Entonces vio que también Wigbold se llevaba la mano a la cabeza con gesto dolorido. De su frente y de su nariz salía un hilo de sangre que se limpió con la mano. Amaury empezó a recordar lentamente lo que había sucedido. Colomba no había saltado. Ni siquiera había visto acercarse al enemigo; ni él tampoco, por cierto. El único que había visto algo era Wigbold, y éste sólo recordaba los mantos negros. ¿Habían sido los Buenos Cristianos? Pero ellos no golpearían nunca a nadie. Cualquiera podía haberse disfrazado con un manto negro. El pavor se apoderó de él.

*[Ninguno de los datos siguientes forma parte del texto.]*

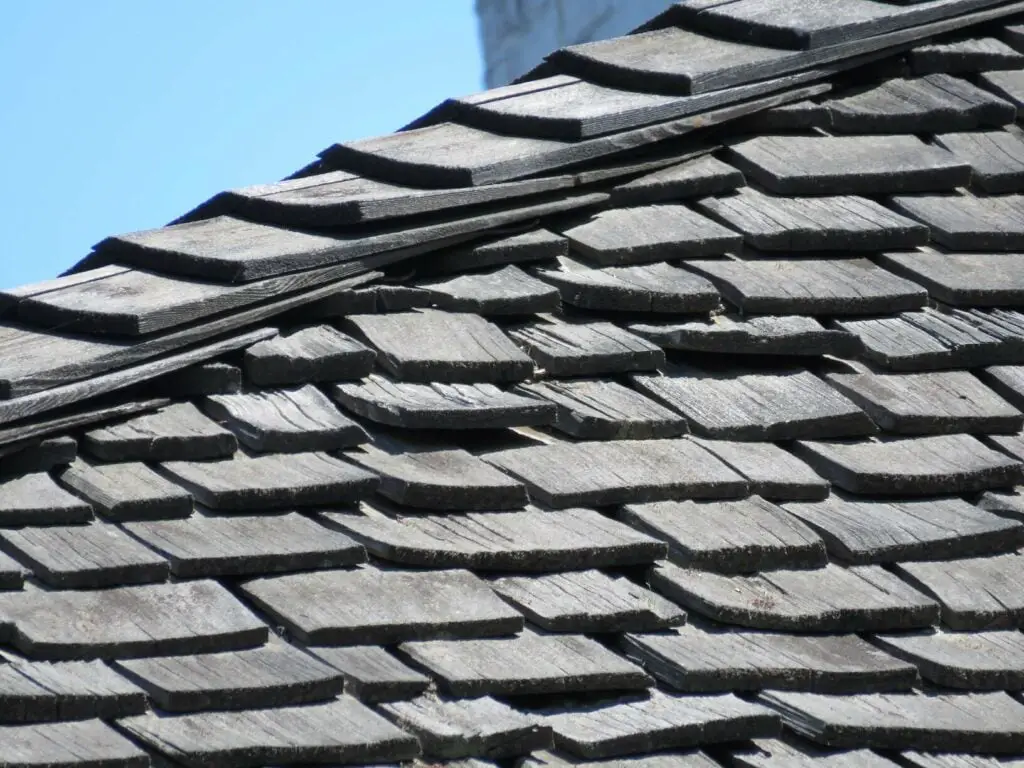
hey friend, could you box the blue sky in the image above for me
[0,1,481,288]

—Me dijiste que eran cruzados. Pero hablaban occitano. ¿Eran en efecto cruzados?
Wigbold se encogió de hombros.
—Tú los has visto, ¡sabrás lo que has visto!, ¿no? —gritó con voz quebrada. El frisón señaló su coronilla, hizo un gesto con el que quería indicar que le habían golpeado por sorpresa por detrás y volvió a encogerse de hombros. Amaury empezó a buscar. Había huellas por todos lados, las suyas, las de Colomba y las de los caballos y la mula, pero la mayoría era de Wigbold, y luego estaba el lugar oscuro en la nieve donde él mismo había yacido. No se podía ver mucho más. El frisón había pisoteado casi todo el suelo con sus grandes botas y por ello era imposible comprobar si también había huellas de extraños y hacia dónde se dirigían.

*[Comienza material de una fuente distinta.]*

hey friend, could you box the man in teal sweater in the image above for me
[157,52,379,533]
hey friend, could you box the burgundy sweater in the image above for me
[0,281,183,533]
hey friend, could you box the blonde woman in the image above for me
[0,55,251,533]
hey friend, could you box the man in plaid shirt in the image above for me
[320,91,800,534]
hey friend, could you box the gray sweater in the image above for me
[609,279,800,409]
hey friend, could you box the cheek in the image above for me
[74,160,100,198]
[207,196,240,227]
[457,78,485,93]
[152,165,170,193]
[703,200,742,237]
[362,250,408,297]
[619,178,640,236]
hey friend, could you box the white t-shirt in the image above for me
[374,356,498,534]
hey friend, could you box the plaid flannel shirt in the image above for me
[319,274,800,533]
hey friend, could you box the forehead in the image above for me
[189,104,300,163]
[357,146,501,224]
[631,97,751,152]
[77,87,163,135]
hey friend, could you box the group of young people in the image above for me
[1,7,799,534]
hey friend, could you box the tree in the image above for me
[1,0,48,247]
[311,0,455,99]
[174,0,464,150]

—Yo busco también, —le comunicó Wigbold—. Nada.
A pesar de ello, Amaury retrocedió siguiendo el rastro que habían dejado. En efecto, Wigbold también había llegado hasta allí. Por lo visto, al igual que él había regresado hacia el punto donde se habían desviado. Al llegar allí encontró huellas de herraduras en la nieve, demasiadas para ser las de sus caballos. Las siguió un trecho, pero pronto tuvo que abandonar debido al terrible dolor de cabeza y también por la nieve, que caía sin cesar y borraba todos los rastros. Cayó de rodillas emitiendo un grito de desesperación. Habían raptado a Colomba Se la habían llevado.